Во время войны радиоприемники были запрещены, позже у нас появился мрачный темный ящик довоенного образца с окошком, где на узкой белой ленте прокручивались, как в кассе, цифры, а поперек окошка была натянута загадочная проволочка. Потом Фаина Георгиевна подарила Павле Леонтьевне роскошный советский радиоприемник «Мир», на светящейся зеленой шкале которого были обозначены все города мира социалистической ориентации. Но к этому шикарному «государственному» аппарату наши женщины относились прохладно — помех было больше, чем музыки. Правда, иногда Павла Леонтьевна отыскивала в эфире классику, и тогда на весь дом звучал ее взволнованный клич: «Гайдн!» или «Глюк! Фаина, скорее!» Фаина мчалась в комнату своей Лили, и они замирали. Если настроение у Раневской было хорошее, то после бабкиного драматического призыва она заговорщицки подмигивала мне, если находил сплин — слушала молча, уйдя в себя; а иной раз безнадежно восклицала в мой босяцкий адрес: «Какой ты серый!»

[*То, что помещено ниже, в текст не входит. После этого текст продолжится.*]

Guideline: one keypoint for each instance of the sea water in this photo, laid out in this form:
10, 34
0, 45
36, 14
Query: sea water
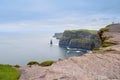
20, 48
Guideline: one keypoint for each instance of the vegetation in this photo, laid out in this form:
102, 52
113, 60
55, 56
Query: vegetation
102, 50
7, 72
82, 40
77, 31
45, 63
17, 66
104, 29
107, 44
106, 38
32, 63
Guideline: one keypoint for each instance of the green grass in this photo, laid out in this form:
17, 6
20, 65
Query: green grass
7, 72
45, 63
102, 51
33, 63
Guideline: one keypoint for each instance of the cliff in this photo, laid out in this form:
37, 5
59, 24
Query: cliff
101, 64
58, 35
84, 39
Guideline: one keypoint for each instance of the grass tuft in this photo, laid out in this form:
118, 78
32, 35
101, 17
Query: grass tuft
7, 72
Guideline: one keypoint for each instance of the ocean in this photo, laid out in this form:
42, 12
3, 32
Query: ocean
21, 48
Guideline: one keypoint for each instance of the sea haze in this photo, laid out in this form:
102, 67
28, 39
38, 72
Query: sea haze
20, 48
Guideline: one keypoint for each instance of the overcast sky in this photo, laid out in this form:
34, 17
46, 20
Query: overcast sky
57, 15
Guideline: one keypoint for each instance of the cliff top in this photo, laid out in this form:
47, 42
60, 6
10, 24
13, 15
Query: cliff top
81, 30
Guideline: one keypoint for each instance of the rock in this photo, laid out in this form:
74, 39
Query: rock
58, 35
103, 65
86, 67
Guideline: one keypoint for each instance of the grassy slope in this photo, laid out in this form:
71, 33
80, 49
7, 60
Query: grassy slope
7, 72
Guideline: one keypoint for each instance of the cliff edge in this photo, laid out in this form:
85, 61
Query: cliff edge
102, 64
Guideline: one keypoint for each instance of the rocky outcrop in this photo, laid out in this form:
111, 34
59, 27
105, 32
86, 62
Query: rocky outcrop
86, 67
84, 39
103, 64
58, 35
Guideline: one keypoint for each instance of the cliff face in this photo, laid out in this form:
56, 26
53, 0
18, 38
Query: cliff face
101, 65
84, 39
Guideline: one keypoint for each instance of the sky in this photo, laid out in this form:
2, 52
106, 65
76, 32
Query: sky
57, 15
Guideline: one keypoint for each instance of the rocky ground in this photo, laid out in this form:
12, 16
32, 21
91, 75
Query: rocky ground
96, 66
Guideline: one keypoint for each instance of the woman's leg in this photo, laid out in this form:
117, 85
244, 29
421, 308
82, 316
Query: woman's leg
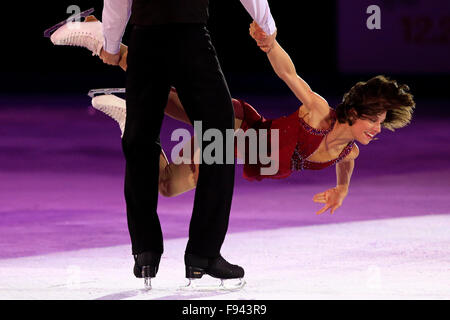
175, 179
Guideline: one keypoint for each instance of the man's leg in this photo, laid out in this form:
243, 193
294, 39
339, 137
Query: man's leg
147, 90
205, 96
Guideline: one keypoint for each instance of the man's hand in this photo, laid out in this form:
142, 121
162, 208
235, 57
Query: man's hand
108, 58
332, 198
264, 41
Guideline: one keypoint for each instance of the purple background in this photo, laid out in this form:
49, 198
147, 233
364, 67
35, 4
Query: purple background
391, 49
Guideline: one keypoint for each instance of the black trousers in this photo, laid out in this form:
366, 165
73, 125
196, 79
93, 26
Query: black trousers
179, 55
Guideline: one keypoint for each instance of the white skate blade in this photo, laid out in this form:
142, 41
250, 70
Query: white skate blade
49, 31
212, 284
88, 35
112, 106
92, 93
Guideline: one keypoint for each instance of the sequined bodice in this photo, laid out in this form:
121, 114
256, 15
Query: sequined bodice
308, 143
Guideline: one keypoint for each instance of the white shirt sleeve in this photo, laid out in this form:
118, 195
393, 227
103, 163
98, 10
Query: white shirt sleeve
260, 12
116, 14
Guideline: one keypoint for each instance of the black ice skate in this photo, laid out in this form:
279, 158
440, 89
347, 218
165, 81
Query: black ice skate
146, 266
230, 275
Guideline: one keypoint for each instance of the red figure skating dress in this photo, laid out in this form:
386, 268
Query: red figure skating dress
297, 141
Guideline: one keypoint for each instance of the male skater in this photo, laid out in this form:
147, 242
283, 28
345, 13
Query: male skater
170, 46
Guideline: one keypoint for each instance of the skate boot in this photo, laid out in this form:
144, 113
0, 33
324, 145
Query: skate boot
230, 275
146, 266
112, 106
88, 34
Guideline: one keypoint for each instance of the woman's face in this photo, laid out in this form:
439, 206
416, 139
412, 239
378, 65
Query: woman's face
365, 129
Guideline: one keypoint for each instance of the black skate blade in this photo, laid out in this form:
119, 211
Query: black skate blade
220, 285
84, 14
105, 91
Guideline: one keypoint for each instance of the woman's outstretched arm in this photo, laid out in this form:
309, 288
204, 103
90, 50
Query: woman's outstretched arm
285, 69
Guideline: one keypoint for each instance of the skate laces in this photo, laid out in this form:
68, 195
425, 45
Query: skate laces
82, 38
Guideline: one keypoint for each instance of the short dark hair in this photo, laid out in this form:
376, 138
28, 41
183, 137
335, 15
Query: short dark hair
372, 98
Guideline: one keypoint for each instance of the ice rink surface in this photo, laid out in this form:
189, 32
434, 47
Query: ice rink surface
400, 258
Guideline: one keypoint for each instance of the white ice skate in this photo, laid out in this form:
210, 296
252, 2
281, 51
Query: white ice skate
87, 34
112, 106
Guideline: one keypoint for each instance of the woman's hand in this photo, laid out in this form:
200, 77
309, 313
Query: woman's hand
332, 198
264, 41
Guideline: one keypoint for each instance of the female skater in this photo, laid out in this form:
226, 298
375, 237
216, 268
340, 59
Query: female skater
314, 137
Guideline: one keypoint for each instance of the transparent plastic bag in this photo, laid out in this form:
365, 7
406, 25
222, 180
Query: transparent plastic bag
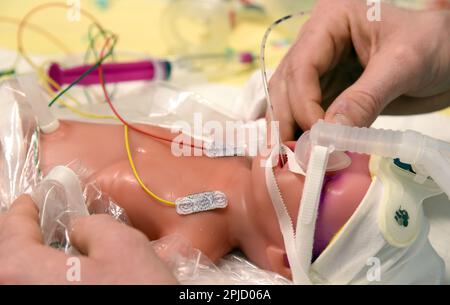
19, 139
62, 195
191, 266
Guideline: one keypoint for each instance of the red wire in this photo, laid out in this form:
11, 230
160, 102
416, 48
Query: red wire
108, 100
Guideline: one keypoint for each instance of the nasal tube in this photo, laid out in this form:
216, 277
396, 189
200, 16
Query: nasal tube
430, 156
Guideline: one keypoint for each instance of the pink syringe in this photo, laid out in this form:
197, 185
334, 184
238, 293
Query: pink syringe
113, 72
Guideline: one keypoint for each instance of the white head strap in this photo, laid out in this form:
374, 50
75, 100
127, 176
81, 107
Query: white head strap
299, 246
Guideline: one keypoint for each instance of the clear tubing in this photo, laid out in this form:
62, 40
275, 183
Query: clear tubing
412, 147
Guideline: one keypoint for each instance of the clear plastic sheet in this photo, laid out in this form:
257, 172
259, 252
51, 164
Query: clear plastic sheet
19, 173
58, 205
19, 137
191, 267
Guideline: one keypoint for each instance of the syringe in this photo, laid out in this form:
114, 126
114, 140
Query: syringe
113, 72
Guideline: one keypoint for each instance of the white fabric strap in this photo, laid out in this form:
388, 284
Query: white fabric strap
309, 205
284, 220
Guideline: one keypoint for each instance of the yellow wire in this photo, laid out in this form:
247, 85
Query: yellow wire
136, 174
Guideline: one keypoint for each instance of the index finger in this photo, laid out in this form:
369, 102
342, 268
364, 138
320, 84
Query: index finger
22, 221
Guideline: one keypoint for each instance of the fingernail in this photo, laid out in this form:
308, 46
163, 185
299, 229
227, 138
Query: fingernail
341, 119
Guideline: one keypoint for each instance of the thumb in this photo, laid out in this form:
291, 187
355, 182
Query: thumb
361, 103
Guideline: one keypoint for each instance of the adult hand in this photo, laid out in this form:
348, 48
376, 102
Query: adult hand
356, 68
112, 253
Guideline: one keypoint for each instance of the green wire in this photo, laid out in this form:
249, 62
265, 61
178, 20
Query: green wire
92, 68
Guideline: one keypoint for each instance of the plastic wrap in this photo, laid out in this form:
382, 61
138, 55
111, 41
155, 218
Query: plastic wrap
61, 195
190, 266
19, 173
19, 137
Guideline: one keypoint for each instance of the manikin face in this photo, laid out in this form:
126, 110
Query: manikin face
342, 192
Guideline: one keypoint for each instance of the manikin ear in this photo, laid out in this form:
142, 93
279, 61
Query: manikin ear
278, 261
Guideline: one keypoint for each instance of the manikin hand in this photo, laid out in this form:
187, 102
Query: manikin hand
113, 253
400, 64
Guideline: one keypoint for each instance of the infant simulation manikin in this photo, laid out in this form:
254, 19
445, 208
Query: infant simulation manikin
347, 222
348, 241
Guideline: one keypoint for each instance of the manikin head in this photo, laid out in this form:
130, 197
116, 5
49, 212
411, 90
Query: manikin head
342, 192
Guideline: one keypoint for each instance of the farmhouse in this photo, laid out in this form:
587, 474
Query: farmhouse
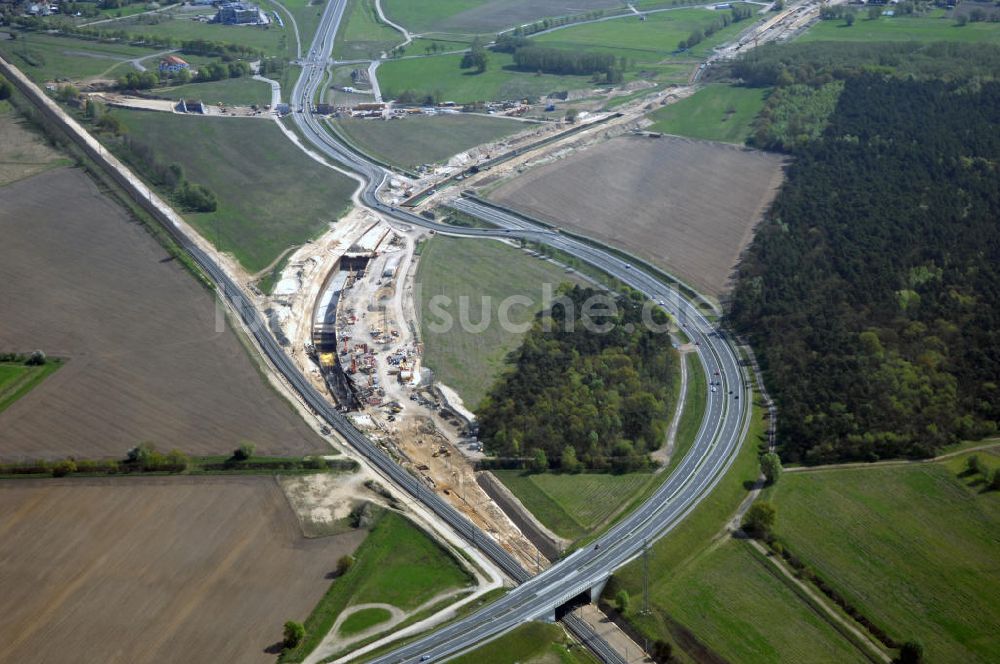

Фаина Георгиевна дружила с Надеждой Андреевной Обуховой, обожала ее голос. Рассказывала, что даже в последние годы Надежда Андреевна любила петь, пела много и с наслаждением любовные романсы. Слова любви в устах немолодой уже женщины звучали столь волнующе, такой трагически уходящей была культура и вся жизнь великой певицы, что забыть эти последние домашние концерты Обуховой было невозможно.
«Была в гостях у Надежды Андреевны, — написала Раневская на обороте фотографии Обуховой. — Она мне пела много, долго, а в клетках вопили птички, ей это не мешало, — потом мы ужинали, потом она рассказала, что получила письмо от ссыльного, он писал: „Сейчас вбежал урка и крикнул: „Интеллигент, бежи скорей с барака, Надька жизни даеть“, это по радио передавали Обухову. Сказала, потом загрустила, потом мы пили водочку, я забыла попросить подписать фото“.»
Раневская постоянно приносила в наш дом пластинки Обуховой, записи песен и арий Шаляпина, концертов Рахманинова, Прокофьева, симфоний Чайковского, музыки Баха, Бетховена, Шопена.
В конце сороковых годов Фаина Георгиевна привезла удивительные впечатления и подарки из Чехословакии и Польши. С восторгом описывала замок Гогенцоллернов, подземные пещеры, откуда был родом привезенный ею кусок кристаллической соли. Слегка лизнув его, Раневская страстно втягивала воздух через зубы и предлагала попробовать и мне. Наконец, из ее багажа был извлечен деревянный полированный ящик, очень красивый и похожий на огромную деревянную хлебницу с откидывающейся вперед крышкой. Внутри находился большой ярко-красный диск из сукна и черный блестящий звукосниматель с иголками. Это был проигрыватель — чешский «Супрафон». Много лет верой и правдой он служил нам, пока не ослабел мотор, однако расстаться с этим элементом чужой роскошной жизни было невозможно. Последним на нем звучал голос Ива Монтана. Потом как будто силы окончательно покинули старую машину. Его долго, но безуспешно чинили до полного взаимного изнеможения.